Eine weitere Besonderheit des Pilotprojekts ist die Speicherung vom überschüssigen Strom, der bei anderen Anlagen oftmals verloren geht. Wenn zum Beispiel viel Wind weht, wird aus ihm Wasserstoff erzeugt, welcher wiederum zur Stromproduktion genutzt werden kann. Wenn Windräder bei Flaute stillstehen, kann das Abhilfe schaffen. Bei der Kombination der Energiequellen Wind, Wasserstoff und Biogas sollen ihre jeweiligen Vorteile genutzt werden. In dem Hybridkraftwerk wird also nicht nur Strom produziert. Der erzeugte Wasserstoff kann zum Beispiel auch als Kraftstoff abgefüllt werden. Demnächst soll er an Tankstellen in Berlin und Hamburg zu haben sein.

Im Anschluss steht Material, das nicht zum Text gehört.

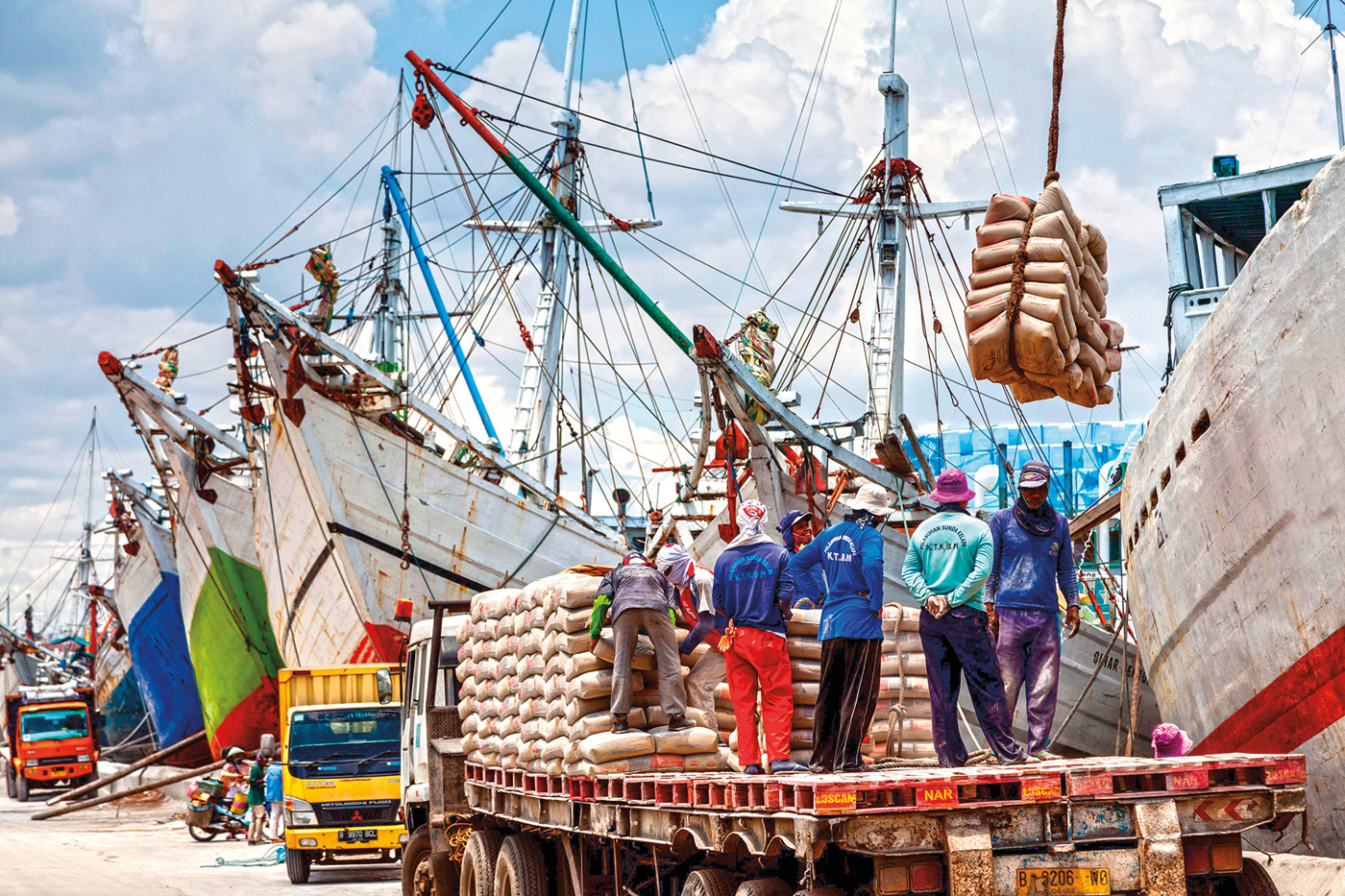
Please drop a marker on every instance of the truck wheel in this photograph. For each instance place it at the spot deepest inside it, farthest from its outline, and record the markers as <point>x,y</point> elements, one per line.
<point>521,868</point>
<point>708,882</point>
<point>1254,880</point>
<point>477,871</point>
<point>764,886</point>
<point>298,864</point>
<point>417,879</point>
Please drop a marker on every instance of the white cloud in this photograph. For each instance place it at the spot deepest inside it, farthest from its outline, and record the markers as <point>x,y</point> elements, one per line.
<point>9,217</point>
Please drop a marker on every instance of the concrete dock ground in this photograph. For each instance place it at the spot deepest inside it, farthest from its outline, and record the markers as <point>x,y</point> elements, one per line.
<point>143,849</point>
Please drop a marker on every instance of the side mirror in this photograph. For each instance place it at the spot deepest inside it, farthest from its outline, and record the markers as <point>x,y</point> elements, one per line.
<point>383,680</point>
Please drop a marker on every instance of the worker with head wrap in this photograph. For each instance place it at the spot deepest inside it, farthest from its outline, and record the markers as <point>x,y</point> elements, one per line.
<point>753,593</point>
<point>850,554</point>
<point>696,603</point>
<point>796,533</point>
<point>641,600</point>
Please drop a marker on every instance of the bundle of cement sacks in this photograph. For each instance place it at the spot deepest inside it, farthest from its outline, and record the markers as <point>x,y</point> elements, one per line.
<point>1062,341</point>
<point>533,697</point>
<point>901,687</point>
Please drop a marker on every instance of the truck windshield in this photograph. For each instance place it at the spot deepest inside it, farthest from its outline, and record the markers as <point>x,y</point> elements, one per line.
<point>53,724</point>
<point>345,742</point>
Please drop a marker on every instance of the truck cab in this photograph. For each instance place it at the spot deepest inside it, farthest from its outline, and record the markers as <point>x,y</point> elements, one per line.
<point>53,734</point>
<point>340,754</point>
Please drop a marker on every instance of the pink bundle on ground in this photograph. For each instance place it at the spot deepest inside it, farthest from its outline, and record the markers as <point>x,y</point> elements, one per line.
<point>1056,339</point>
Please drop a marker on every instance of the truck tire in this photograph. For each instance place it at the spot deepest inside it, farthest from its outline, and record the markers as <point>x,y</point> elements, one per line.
<point>521,868</point>
<point>708,882</point>
<point>417,879</point>
<point>477,871</point>
<point>1254,880</point>
<point>764,886</point>
<point>298,864</point>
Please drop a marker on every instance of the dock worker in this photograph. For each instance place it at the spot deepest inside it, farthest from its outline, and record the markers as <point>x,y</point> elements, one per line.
<point>753,593</point>
<point>849,556</point>
<point>695,587</point>
<point>1033,557</point>
<point>945,569</point>
<point>795,534</point>
<point>641,600</point>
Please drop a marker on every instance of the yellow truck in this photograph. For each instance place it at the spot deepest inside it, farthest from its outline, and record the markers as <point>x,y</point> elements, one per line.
<point>340,739</point>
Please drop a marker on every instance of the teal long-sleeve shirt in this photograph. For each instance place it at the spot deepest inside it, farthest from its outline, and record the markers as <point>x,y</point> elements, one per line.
<point>950,554</point>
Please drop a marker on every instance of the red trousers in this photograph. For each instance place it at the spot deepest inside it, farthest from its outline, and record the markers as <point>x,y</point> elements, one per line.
<point>759,660</point>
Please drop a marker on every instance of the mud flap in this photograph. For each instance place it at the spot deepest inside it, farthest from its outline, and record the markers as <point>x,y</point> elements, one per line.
<point>1162,869</point>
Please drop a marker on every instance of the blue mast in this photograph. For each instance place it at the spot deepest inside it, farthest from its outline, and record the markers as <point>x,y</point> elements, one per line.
<point>404,213</point>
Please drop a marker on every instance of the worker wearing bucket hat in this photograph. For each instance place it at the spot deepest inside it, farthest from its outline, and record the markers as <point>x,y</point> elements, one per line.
<point>1033,557</point>
<point>945,570</point>
<point>849,556</point>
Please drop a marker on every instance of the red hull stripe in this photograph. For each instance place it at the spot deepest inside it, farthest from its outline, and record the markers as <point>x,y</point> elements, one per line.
<point>1293,709</point>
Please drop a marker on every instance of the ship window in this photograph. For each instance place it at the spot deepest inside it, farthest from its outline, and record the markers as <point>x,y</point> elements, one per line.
<point>1199,428</point>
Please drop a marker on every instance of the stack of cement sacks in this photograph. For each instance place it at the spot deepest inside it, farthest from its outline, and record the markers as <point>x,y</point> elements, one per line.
<point>1063,342</point>
<point>901,684</point>
<point>535,698</point>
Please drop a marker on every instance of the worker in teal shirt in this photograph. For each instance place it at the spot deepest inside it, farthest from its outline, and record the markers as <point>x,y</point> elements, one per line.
<point>849,556</point>
<point>947,564</point>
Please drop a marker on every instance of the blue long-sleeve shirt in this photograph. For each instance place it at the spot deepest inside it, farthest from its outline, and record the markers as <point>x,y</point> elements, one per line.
<point>1028,568</point>
<point>752,584</point>
<point>850,559</point>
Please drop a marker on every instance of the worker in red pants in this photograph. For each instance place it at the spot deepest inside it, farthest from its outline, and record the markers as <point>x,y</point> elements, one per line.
<point>752,596</point>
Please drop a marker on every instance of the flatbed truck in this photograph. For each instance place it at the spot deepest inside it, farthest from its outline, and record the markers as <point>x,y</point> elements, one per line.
<point>1069,828</point>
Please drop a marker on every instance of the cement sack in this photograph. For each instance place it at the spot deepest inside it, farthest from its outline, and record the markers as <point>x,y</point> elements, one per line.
<point>608,747</point>
<point>569,620</point>
<point>1035,349</point>
<point>705,762</point>
<point>577,709</point>
<point>575,666</point>
<point>1033,272</point>
<point>1051,311</point>
<point>1008,207</point>
<point>1039,249</point>
<point>690,740</point>
<point>642,658</point>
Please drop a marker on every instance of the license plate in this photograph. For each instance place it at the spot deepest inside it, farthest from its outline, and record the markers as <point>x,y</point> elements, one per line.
<point>1064,882</point>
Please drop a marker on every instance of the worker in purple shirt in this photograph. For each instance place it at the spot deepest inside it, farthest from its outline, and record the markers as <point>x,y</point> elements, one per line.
<point>1033,557</point>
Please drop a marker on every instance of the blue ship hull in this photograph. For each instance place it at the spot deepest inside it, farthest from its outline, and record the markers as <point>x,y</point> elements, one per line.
<point>158,642</point>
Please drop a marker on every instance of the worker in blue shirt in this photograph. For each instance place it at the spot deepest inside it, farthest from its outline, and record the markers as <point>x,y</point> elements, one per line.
<point>850,557</point>
<point>795,534</point>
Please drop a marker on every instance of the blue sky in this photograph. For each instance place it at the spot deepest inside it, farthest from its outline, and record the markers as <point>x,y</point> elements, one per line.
<point>143,138</point>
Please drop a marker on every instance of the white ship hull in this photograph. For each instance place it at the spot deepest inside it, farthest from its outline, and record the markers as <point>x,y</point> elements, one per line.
<point>1233,505</point>
<point>330,498</point>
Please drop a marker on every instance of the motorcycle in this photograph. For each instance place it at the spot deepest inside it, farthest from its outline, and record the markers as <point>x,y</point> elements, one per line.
<point>210,812</point>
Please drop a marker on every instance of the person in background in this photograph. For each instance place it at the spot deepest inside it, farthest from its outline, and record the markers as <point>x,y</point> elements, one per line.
<point>1170,741</point>
<point>257,799</point>
<point>849,559</point>
<point>642,600</point>
<point>796,533</point>
<point>753,593</point>
<point>1033,557</point>
<point>696,601</point>
<point>275,801</point>
<point>945,569</point>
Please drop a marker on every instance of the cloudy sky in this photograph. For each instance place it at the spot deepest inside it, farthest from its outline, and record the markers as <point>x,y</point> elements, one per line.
<point>141,140</point>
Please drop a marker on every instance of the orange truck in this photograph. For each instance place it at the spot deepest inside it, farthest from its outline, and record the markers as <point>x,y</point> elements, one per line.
<point>53,735</point>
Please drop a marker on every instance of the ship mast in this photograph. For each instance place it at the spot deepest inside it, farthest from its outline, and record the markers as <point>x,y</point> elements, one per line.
<point>531,430</point>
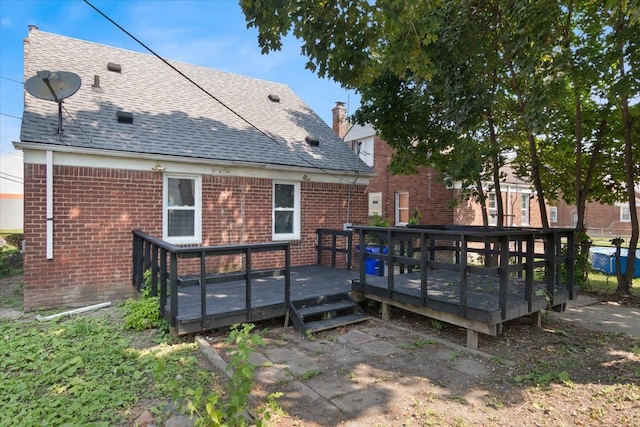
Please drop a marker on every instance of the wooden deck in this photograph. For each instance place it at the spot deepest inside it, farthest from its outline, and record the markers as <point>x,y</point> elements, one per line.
<point>482,312</point>
<point>473,277</point>
<point>226,302</point>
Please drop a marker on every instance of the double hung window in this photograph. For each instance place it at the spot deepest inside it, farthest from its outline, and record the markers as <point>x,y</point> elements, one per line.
<point>286,211</point>
<point>182,209</point>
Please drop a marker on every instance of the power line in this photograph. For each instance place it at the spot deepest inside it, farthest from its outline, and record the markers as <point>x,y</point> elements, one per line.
<point>180,72</point>
<point>12,116</point>
<point>203,89</point>
<point>11,80</point>
<point>11,178</point>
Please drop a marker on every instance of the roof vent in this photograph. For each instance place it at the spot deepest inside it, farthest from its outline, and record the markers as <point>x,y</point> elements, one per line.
<point>124,117</point>
<point>314,142</point>
<point>116,68</point>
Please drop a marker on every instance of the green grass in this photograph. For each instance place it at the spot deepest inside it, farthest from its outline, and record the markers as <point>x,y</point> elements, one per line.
<point>606,284</point>
<point>85,371</point>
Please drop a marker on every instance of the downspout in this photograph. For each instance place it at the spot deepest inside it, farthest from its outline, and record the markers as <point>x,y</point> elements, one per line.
<point>49,198</point>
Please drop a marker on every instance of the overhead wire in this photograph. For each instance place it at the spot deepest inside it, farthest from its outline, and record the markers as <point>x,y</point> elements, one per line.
<point>174,68</point>
<point>12,178</point>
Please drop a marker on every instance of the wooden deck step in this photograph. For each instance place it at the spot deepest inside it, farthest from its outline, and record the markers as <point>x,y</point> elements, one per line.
<point>326,312</point>
<point>336,322</point>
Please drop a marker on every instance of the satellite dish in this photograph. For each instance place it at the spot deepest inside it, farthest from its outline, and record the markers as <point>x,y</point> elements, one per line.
<point>53,86</point>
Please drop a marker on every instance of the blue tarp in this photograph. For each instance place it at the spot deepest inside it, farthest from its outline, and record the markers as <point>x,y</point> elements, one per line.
<point>604,259</point>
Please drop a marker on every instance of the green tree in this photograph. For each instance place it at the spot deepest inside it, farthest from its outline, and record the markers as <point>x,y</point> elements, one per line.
<point>458,84</point>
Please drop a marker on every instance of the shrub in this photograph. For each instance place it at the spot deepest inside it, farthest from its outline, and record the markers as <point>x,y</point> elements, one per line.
<point>143,313</point>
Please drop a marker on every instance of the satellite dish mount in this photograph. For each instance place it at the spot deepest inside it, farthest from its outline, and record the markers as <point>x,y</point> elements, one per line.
<point>53,86</point>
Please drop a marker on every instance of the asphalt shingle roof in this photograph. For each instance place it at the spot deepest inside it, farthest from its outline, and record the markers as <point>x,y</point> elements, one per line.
<point>171,116</point>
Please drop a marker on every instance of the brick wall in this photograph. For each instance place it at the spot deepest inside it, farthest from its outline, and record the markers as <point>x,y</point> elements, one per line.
<point>96,209</point>
<point>469,212</point>
<point>600,220</point>
<point>426,193</point>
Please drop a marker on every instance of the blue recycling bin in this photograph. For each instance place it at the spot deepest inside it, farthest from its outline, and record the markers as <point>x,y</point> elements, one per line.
<point>371,265</point>
<point>603,259</point>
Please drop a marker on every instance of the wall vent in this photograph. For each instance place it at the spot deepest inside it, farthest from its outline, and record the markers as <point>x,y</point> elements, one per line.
<point>124,117</point>
<point>116,68</point>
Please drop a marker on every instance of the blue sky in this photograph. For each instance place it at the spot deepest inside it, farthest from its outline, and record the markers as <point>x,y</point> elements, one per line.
<point>210,33</point>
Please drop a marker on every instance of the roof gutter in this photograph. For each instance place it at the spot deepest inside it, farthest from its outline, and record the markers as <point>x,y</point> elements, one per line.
<point>40,146</point>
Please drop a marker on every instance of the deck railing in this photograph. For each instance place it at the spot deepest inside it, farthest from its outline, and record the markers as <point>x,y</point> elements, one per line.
<point>341,242</point>
<point>162,260</point>
<point>526,253</point>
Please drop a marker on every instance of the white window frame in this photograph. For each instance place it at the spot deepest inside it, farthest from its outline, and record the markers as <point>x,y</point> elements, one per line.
<point>492,208</point>
<point>364,149</point>
<point>524,209</point>
<point>398,208</point>
<point>625,214</point>
<point>375,203</point>
<point>197,236</point>
<point>553,214</point>
<point>295,235</point>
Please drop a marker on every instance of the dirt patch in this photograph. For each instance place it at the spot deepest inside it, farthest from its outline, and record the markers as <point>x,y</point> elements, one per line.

Für Experten ist das Hybridkraftwerk ein Beispiel dafür, wie der Ausbau erneuerbarer Energien mit höchster Energieeffizienz vorangebracht werden kann. Enertrag-Vorstand Werner Diwald sieht das Projekt als einen wichtigen Grundstein für die Energiewende. In der Tat ist die Inbetriebnahme des Kraftwerks umweltpolitisch sehr wichtig. Denn eine sichere und klimaverträgliche Versorgung mit Energie hängt entscheidend davon ab, inwieweit Energie aus erneuerbaren Quellen auch gespeichert werden kann.
Um das Projekt zu realisieren, hat sich die örtliche Firma Enertrag mit dem Mineralölkonzern Total, dem Energieunternehmen Vattenfall und der Deutschen Bahn zusammengetan. Unter anderem ging man eine wissenschaftliche Kooperation mit den Hochschulen in Stralsund, Braunschweig und Cottbus.
Die Kosten für das Hybridkraftwerk liegen bei insgesamt rund 21 Millionen Euro. Mit drei installierten Windrädern und den anderen Komponenten hat es eine Leistung von sechs Megawatt. Im Vergleich zu konventionellen Kohle- oder Atomkraftwerken, die mehr als 1000 Megawatt erzeugen, ist das nicht viel. Der Betreiber Enertrag will die Anlage aber weiterentwickeln. Das Ziel ist, mit größeren Hybridkraftwerken mittelfristig deutlich mehr Leistung zu erzeugen.